Hume Brophy: “The UK must now work with the other 27 EU countries to agree how – and how quickly – the UK will leave the EU; and what the future relationship between the UK and the EU will look like.
“We find ourselves in an unprecedented situation: no country, let alone one the size of the UK or with its economic weight, has ever left the EU. While there is a process on paper, nobody really knows how Britain’s departure will play out, or how the remaining 27 EU members, who until today have been observing the UK’s growing hostility without comment, will respond to the UK’s exit demands.
“An emergency meeting of the EU’s finance ministers is likely to take place tonight. The Presidents of the European Council, European Commission and European Parliament will meet at the weekend. And next week’s European Council meeting will be dominated by the referendum result. The UK will be excluded from all of these discussions.”
Will Hawkley, UK Head of Leisure, KPMG UK: “Today’s decision to leave the EU is likely to cause CEOs within the leisure and hospitality sector a great deal of uncertainty and concern. Not only are there vast numbers of EU nationals working in the hospitality sector, but EU supplier and commercial contracts will need to be reviewed, and there will also be concerns over foreign visitor numbers within the industry. All of these factors could have a material impact on operations and revenues.

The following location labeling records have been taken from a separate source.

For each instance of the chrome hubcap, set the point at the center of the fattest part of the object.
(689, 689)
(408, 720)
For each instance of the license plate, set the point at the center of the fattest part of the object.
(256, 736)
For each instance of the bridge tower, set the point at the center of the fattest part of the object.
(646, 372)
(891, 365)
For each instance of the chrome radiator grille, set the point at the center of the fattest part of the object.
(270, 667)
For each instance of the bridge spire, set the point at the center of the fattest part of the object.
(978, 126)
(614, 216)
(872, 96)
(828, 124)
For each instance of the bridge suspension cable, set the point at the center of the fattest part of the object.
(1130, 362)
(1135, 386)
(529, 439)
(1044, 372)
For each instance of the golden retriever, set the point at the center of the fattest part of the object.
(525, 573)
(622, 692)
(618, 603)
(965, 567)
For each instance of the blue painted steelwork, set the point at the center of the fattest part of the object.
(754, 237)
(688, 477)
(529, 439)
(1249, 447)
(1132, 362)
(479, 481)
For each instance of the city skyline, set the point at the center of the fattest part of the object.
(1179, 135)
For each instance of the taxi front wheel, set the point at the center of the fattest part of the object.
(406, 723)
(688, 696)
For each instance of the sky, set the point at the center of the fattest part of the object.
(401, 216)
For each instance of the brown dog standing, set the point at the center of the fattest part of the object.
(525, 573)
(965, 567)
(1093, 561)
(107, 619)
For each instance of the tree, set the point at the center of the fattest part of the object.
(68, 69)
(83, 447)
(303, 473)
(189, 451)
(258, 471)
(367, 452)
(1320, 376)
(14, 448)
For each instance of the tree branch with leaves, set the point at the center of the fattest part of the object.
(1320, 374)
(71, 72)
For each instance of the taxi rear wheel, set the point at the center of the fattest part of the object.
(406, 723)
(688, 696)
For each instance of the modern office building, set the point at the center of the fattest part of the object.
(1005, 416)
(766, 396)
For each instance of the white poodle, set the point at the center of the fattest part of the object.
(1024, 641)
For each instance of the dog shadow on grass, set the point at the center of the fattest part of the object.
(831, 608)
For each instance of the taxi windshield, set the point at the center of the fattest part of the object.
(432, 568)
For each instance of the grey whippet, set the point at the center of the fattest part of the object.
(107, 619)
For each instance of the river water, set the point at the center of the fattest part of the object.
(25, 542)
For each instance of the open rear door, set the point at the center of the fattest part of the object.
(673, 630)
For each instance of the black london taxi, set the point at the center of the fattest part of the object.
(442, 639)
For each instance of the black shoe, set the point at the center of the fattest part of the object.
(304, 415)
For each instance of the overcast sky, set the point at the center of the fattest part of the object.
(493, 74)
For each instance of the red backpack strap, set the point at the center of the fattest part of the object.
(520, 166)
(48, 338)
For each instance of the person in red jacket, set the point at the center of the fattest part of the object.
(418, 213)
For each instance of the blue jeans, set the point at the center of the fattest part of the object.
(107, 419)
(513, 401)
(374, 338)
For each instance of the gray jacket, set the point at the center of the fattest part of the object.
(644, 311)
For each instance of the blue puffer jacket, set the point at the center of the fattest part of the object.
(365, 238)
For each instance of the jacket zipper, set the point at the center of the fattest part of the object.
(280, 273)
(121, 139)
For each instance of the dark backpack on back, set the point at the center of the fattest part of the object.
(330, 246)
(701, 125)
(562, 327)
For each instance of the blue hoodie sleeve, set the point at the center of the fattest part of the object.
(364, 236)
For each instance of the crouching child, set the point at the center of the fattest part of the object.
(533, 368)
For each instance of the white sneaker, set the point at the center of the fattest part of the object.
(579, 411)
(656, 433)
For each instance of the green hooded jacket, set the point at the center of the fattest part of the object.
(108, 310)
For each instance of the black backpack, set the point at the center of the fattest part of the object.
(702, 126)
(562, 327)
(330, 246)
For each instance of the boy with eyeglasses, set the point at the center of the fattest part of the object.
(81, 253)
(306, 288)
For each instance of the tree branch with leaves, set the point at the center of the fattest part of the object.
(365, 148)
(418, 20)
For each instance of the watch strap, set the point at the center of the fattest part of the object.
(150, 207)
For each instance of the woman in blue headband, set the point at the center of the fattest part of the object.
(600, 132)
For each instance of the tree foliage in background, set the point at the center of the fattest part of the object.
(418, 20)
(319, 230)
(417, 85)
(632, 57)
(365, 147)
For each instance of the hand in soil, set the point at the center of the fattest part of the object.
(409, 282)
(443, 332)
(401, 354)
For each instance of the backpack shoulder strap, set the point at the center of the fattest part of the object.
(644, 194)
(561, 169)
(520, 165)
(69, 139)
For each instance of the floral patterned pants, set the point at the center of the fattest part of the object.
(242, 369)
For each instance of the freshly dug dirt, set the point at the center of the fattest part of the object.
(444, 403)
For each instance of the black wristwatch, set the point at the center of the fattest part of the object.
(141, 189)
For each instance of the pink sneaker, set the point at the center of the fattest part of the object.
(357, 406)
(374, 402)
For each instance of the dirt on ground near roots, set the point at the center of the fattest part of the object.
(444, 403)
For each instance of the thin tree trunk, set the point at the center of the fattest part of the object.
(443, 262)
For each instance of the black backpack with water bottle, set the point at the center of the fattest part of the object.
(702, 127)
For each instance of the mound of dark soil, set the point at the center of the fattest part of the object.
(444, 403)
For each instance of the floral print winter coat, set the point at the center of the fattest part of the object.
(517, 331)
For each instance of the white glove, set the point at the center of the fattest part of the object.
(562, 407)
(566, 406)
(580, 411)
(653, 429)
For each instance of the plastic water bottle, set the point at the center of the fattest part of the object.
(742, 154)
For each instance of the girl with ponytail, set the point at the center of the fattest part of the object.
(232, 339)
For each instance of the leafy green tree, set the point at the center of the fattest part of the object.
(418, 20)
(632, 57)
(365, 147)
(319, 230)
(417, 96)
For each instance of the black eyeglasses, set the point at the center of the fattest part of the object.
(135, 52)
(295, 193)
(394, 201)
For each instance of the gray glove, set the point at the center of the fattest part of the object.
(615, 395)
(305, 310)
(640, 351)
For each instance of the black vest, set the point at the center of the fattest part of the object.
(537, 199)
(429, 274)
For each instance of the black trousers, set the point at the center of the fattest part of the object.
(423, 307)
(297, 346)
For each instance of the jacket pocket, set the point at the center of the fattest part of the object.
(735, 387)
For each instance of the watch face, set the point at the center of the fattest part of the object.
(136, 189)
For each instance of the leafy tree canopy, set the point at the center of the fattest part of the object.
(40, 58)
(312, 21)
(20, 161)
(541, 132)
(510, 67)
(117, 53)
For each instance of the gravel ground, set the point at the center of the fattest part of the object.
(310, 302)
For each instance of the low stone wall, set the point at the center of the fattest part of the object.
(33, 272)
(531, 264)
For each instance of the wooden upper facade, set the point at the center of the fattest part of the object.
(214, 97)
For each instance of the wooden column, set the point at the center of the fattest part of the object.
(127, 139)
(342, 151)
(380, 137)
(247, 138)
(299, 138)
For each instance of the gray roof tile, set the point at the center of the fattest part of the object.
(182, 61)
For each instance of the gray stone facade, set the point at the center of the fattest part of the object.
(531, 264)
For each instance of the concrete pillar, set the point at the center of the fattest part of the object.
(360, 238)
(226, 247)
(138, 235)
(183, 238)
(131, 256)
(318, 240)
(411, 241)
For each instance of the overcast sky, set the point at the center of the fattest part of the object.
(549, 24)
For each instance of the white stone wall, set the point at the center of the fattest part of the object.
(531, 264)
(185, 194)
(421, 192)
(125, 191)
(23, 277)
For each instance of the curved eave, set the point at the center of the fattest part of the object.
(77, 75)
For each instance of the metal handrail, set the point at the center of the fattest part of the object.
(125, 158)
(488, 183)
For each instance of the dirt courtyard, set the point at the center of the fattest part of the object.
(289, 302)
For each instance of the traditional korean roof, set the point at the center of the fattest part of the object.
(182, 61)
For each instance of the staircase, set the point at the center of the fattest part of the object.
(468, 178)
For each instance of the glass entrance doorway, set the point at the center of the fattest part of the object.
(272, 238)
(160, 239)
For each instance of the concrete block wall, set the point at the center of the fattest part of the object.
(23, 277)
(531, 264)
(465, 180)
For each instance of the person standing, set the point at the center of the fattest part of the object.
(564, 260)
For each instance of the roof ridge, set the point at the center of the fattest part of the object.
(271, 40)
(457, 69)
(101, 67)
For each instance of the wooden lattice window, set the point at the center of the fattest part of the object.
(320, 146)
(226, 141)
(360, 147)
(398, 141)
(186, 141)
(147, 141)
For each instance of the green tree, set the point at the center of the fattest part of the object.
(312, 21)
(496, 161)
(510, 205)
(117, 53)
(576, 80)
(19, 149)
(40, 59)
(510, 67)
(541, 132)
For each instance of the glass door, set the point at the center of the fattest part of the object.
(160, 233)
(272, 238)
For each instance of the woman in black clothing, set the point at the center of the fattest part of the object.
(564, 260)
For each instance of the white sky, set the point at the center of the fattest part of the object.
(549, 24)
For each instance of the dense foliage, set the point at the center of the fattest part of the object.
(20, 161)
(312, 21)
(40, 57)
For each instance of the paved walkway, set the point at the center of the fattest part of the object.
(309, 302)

“On an economic level, it’s fair to predict that today’s result will probably impact consumer confidence, driving down discretionary spend on leisure in the short to medium term while consumers evaluate the full impact of what the UK’s exit from the EU means for them and their wallets.”
International Airlines Group (owner of British Airways, Iberia and Aer Lingus): IAG believes that the vote to leave the European Union will not have a long term material impact on its business. In the short term, however, in the run up to the UK referendum during June, IAG experienced a weaker than expected trading environment. Following the outcome of the referendum, and given current market volatility, while IAG continues to expect a significant increase in operating profit this year, it no longer expects to generate an absolute operating profit increase similar to 2015.”
*Note: IAG shares plummeted by -20% between the start of trading and midday today, to around £4.23.
easyJet statement: “easyJet’s initial focus will be to accelerate discussions with UK and EU governments and regulators to ensure that the UK remains part of the single EU aviation market. This would enable EU airlines to fly freely within the UK and between the UK and EU, allow UK airlines to fly freely across Europe and would ensure that consumers continue to benefit from low fares and would mean easyJet and other airlines can continue to operate as they do now. easyJet will also continue to develop its alternative options that will fully maintain its existing network and operations.”